I can't think of a single bad performance by Conrad Veidt in any movie I've seen him in. That doesn't mean he was not in some poor movies, of course. It means he was always believable and interesting, whether playing Death, Jesus Christ or the Nazi-est of Nazis.
One of the poor movies he was in was KING OF THE DAMNED, one of British Gaumont's attempts to break into the American market in a big way with an expensive production and American stars -- here Noah Beery and Helen Vinson.
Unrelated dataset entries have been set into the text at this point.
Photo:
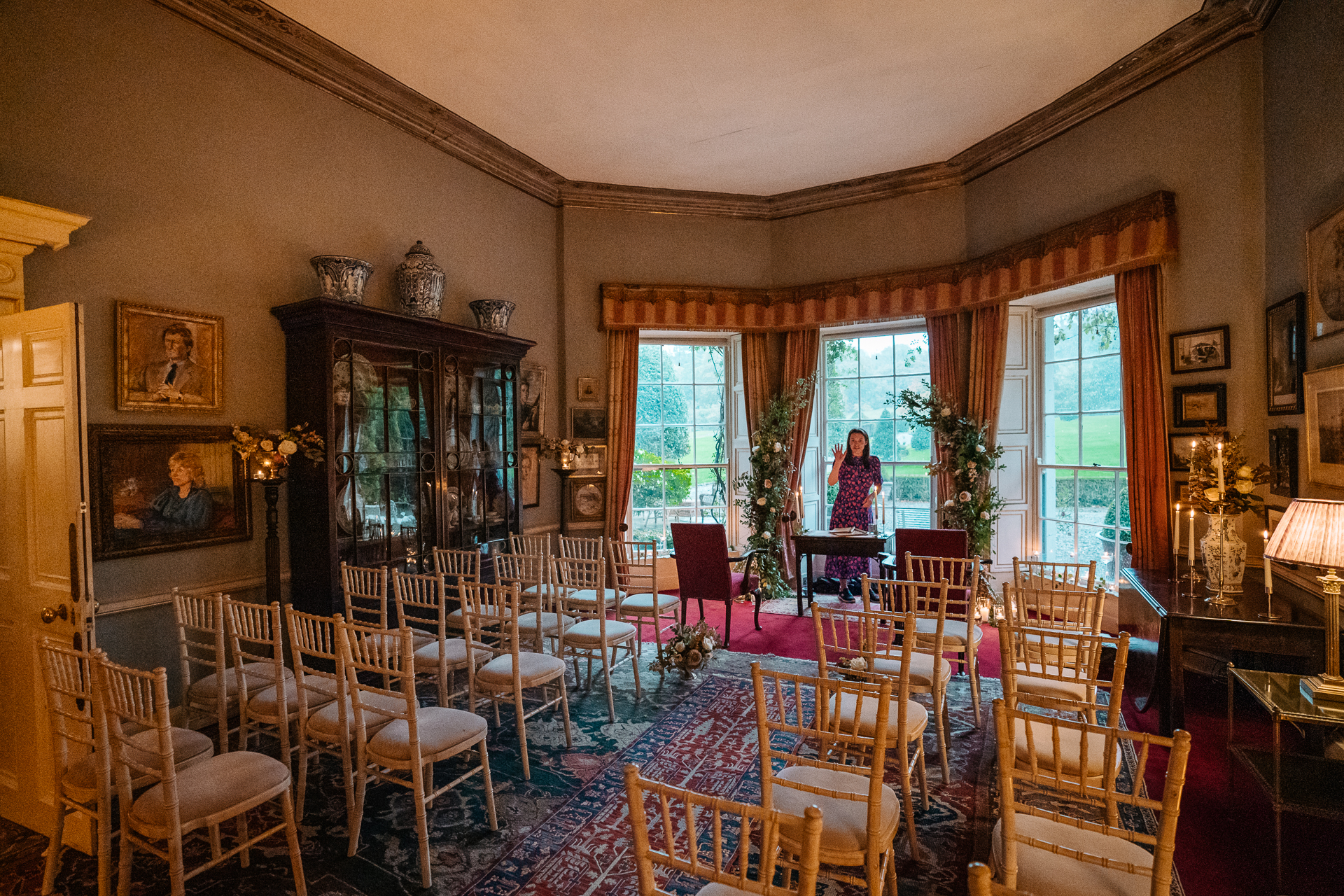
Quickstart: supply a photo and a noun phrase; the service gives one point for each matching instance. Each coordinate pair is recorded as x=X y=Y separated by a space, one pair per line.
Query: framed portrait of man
x=168 y=360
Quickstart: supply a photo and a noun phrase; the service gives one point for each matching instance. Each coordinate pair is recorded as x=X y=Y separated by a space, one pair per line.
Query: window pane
x=1101 y=330
x=1104 y=440
x=875 y=356
x=1101 y=383
x=1060 y=335
x=1060 y=388
x=843 y=358
x=1060 y=440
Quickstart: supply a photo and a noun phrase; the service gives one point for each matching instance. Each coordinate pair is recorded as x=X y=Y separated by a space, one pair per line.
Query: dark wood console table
x=1163 y=625
x=847 y=546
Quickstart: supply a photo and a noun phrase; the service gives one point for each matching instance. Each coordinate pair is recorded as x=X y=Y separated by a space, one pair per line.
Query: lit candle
x=1190 y=556
x=1269 y=571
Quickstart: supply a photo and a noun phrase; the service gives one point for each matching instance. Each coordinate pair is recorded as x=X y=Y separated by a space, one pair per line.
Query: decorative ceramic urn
x=492 y=314
x=342 y=277
x=420 y=282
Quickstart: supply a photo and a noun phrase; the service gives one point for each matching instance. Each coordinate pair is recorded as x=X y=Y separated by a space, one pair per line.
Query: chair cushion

Veidt, Beery and an assortment of actors are prisoners on some sort of international Devil's Island, where Helen Vinson is visiting because her father is commandant. He's dying, and his replacement is so bad, the convicts stage an uprising and win. Of course, Veidt and Vinson fall into Production-Code-limited love, and of course, the evils of the convict system are similarly softened; the sort of sequences that had made I WAS A PRISONER FROM THE CHAIN GANG so powerful three years earlier are missing, and so the entire movie is softened. Perhaps it might have done better under the direction of some one other than comedy/thriller specialist Walter Forde, but I doubt it. This was not a time at which an effective movie of this sort could be made.
Despite the oddity of casting Americans in a British movie, there is little doubt that casting Veidt was a good idea. He makes the entire movie watchable, even though Beery gets to show off a sly sense humor. Miss Vinson is, alas, not up to the standards of her co-stars. Still, Veidt and Beery make this one watchable.